I agree with the retail downside suggestion but I think it's a market that's already got beaten up... I wonder if there is more downside to come. My simplistic logic is that psychology of homeowners will lead to cutback in spending and retail is the first in line. I see the Technology sector not as affected just yet, at lease until after Christmas, sometimes early next year...shorting the PC makers in January is my best bet especially if the credit/home issue is still doomed by then....thanks for the insight everyone and good luck
Here's the wave I want to ride (down that is)- real estate, tourism, retail. in that order. i see tourism already softening up but in 8-12 mos the year over year results will start to take the values down. then we have your basic retails - i like the big box stores that are past their prime. honestly i see tech as a major bright spot. innovation with results is going to fair well in a down turn. you're not cutting ad spending in a downturn - you're likely to spend more to generate sales. plus investing in tech has i high roi. you need to differentiate yourself and tech spending is one way to achieve. in addition all the worlds emerging markets have yet to get teched up. Want to ride a wave up - no problem - healthcare (hospitals), sevices (esp related to public entity and environmental)
ill bite, though i wouldnt describe me as a "visionary", thats for sure.

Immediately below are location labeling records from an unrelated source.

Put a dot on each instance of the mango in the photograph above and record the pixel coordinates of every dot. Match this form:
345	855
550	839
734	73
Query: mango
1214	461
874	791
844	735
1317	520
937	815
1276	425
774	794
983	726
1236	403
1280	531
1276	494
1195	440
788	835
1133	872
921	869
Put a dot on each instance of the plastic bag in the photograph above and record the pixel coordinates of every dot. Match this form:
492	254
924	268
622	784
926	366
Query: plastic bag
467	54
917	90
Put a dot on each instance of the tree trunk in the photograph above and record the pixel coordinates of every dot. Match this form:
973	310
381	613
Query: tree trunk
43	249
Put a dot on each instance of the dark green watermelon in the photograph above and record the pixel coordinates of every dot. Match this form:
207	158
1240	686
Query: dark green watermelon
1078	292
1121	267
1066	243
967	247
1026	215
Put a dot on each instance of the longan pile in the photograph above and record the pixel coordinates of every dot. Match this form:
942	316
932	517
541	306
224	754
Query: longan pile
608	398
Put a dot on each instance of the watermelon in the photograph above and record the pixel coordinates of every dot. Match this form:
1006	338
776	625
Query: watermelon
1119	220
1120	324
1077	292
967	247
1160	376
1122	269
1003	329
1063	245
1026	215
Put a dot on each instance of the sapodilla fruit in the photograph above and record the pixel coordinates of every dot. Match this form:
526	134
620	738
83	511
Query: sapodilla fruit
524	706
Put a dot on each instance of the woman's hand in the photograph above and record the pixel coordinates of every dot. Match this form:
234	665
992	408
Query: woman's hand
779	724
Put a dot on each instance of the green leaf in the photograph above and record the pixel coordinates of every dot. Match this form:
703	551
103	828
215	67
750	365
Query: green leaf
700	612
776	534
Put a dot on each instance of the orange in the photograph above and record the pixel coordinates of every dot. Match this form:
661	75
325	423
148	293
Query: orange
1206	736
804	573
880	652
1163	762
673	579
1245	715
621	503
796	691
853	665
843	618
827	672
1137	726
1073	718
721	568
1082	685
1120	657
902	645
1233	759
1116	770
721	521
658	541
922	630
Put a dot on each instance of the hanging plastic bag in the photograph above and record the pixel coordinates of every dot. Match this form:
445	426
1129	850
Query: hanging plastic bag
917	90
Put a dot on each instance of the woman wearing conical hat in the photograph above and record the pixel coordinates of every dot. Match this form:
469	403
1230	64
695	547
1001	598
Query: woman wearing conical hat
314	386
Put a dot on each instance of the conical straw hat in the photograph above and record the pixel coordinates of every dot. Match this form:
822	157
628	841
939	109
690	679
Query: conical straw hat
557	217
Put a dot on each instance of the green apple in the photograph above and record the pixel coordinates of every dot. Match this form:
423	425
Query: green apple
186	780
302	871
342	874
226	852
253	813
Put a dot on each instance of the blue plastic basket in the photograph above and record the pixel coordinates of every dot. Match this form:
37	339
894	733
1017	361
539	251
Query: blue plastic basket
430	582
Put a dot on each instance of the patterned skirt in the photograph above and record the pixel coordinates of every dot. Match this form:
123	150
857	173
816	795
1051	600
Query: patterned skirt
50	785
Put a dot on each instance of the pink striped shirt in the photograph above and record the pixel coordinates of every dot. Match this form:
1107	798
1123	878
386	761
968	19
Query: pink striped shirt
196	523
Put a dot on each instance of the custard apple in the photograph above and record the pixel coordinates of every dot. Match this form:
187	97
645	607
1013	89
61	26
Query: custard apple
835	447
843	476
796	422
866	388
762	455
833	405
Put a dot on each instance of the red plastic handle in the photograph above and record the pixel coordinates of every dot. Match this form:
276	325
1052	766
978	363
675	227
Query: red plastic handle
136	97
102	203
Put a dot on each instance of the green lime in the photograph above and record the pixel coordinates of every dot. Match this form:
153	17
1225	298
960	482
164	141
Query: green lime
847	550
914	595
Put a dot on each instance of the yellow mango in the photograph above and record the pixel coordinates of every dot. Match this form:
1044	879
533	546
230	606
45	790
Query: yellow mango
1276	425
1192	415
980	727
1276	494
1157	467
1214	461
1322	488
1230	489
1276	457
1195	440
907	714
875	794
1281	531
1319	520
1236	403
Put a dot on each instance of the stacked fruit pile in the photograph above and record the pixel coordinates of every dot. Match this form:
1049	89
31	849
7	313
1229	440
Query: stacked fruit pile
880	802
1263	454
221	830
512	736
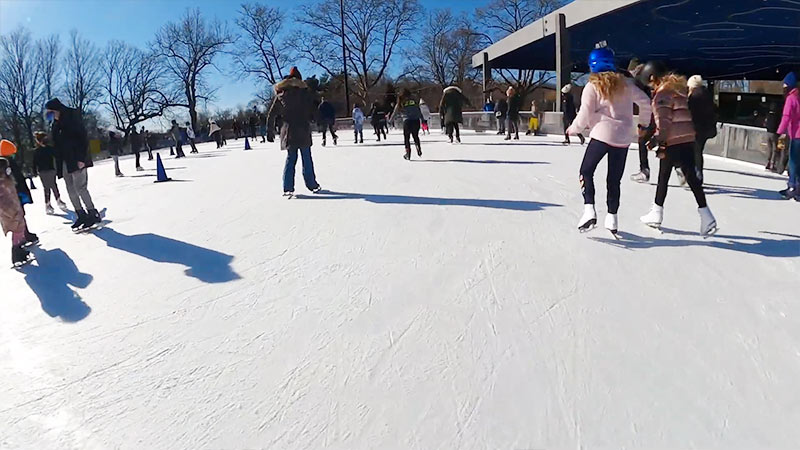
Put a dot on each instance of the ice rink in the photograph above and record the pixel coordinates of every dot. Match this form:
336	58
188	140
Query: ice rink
447	303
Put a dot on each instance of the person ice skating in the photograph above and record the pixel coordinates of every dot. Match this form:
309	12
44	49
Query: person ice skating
190	136
569	111
790	128
44	163
607	109
136	147
408	109
73	160
358	123
645	133
514	106
295	103
704	118
149	143
176	135
8	152
327	119
535	120
674	142
426	116
115	150
451	106
215	132
378	120
501	113
771	123
12	216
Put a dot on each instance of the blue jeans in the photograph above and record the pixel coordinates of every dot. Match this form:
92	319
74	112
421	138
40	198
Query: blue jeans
794	164
308	169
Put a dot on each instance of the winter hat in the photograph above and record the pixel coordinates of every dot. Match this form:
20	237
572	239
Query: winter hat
790	81
54	105
695	81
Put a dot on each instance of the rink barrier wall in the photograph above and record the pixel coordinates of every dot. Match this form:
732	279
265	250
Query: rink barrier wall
737	142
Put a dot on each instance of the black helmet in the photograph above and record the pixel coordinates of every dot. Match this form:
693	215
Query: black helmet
656	69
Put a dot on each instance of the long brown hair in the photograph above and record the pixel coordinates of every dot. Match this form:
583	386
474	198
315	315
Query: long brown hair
608	84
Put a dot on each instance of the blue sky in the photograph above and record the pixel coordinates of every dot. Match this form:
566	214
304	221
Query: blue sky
136	21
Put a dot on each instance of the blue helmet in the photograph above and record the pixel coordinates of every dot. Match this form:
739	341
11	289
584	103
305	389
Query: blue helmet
602	60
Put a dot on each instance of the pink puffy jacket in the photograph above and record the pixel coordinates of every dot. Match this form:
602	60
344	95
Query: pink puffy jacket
790	125
673	118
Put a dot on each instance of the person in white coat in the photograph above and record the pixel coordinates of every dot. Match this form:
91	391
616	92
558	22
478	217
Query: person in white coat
358	123
426	116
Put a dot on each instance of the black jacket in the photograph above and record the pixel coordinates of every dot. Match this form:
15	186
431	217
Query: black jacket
44	159
294	103
704	113
71	141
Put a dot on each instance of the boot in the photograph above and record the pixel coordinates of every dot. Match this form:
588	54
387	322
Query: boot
654	217
80	221
612	223
708	224
19	256
588	219
30	239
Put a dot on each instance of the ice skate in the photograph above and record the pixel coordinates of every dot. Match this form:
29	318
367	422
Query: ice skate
641	177
708	224
20	256
612	224
588	220
654	218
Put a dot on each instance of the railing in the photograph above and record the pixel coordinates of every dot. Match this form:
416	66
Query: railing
733	141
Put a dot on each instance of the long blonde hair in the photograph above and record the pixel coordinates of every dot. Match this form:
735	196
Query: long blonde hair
608	84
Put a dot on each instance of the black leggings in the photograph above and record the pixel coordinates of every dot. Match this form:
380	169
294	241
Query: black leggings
681	155
451	126
616	166
411	128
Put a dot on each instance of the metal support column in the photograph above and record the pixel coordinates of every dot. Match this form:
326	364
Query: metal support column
563	64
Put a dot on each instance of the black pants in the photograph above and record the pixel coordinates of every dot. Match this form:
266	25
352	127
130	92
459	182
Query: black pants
699	147
410	128
616	166
681	155
644	163
453	126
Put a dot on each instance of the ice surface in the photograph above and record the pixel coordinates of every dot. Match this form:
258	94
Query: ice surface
445	303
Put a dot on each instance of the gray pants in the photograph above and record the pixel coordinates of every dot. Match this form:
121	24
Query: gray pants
78	188
48	178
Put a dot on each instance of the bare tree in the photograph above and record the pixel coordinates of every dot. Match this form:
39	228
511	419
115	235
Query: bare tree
135	84
82	72
20	99
503	17
189	47
373	29
48	52
262	53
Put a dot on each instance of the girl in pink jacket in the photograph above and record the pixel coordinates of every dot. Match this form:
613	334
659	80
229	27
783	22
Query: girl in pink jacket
607	108
790	126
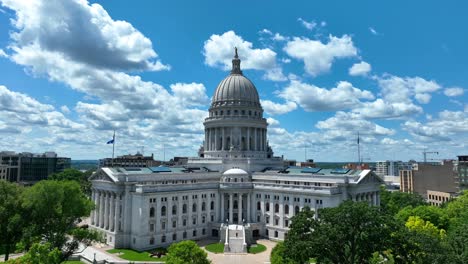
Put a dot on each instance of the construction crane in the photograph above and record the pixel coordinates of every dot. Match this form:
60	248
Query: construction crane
428	152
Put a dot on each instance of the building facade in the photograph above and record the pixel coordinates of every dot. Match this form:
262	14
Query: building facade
462	172
436	182
391	167
29	168
235	190
130	161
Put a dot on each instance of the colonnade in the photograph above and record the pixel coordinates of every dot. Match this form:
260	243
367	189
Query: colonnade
107	213
240	207
245	138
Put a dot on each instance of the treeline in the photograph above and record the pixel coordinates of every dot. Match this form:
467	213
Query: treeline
404	229
43	220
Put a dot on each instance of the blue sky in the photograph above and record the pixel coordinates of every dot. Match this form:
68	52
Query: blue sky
73	71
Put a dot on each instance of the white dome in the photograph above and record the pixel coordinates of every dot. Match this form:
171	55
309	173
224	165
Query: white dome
236	88
235	171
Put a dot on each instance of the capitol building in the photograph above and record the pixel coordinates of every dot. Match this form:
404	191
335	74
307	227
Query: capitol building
235	191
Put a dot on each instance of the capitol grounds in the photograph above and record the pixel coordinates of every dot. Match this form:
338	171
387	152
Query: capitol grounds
103	252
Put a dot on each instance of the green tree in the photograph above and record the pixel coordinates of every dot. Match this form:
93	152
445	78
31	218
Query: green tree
54	210
349	233
74	175
186	252
299	243
433	214
416	241
393	202
277	255
11	221
42	254
456	243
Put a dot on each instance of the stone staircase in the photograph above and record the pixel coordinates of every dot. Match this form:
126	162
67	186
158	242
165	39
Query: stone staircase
235	239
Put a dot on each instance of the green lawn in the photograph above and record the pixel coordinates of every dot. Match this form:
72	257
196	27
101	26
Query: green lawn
215	247
256	248
133	255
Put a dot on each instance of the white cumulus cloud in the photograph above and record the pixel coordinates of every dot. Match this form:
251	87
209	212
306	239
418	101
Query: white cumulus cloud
318	57
272	108
219	51
454	91
362	68
314	98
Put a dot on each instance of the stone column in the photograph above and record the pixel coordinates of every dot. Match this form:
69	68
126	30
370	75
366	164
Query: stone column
180	204
262	208
199	212
112	211
255	139
169	213
291	208
189	210
157	208
281	211
106	210
272	213
216	139
248	139
223	141
239	219
206	139
100	222
249	196
230	209
95	211
221	219
117	213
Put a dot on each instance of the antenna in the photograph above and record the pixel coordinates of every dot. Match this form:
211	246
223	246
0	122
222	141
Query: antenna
142	150
425	152
359	152
305	151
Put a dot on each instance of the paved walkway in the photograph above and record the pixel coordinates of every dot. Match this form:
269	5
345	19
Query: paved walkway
260	258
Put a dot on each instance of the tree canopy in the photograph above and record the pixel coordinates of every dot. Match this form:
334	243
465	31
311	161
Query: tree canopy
186	252
404	230
44	218
342	235
11	221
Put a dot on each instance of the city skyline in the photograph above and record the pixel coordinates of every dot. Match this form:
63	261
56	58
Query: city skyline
75	71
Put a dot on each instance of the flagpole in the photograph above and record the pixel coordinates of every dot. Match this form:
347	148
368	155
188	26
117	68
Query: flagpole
359	152
113	148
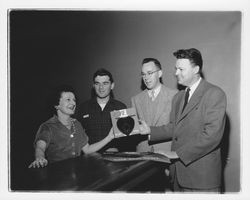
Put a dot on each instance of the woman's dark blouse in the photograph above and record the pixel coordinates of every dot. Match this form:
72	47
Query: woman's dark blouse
59	143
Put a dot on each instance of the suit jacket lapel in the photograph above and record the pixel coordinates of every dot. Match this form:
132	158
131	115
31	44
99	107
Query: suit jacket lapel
195	99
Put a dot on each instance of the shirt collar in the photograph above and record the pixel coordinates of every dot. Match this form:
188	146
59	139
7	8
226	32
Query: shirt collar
193	88
156	91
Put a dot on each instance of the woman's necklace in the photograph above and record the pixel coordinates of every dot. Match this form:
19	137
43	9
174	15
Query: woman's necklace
74	128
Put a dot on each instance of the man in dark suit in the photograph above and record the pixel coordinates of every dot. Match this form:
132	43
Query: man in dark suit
196	127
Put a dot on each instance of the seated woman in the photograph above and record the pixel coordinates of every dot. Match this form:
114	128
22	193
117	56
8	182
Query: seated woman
62	136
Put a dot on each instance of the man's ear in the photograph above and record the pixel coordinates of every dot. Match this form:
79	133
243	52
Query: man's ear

i generally hate the tech sector, but i dont see them being more abused by the present trouble than anyone else (... which may be a lot). they do their financing selling equity, which (for reasons that are mysterious to me) is totally on a different basis from floating debt, for companies in tech.
you have to figure capital goods is due for some slow business results for the next year or more.
the financial sector is my second-most-hated, and i think they are just poison at this point. they manage huge amounts of money, but to hear them tell it, NONE of them is in any way involved in the mortgage fiasco. the only question in my mind is, how many of them are lying through their teeth, and how many genuinely dont understand what they have their money in. im not just being snotty with this last point.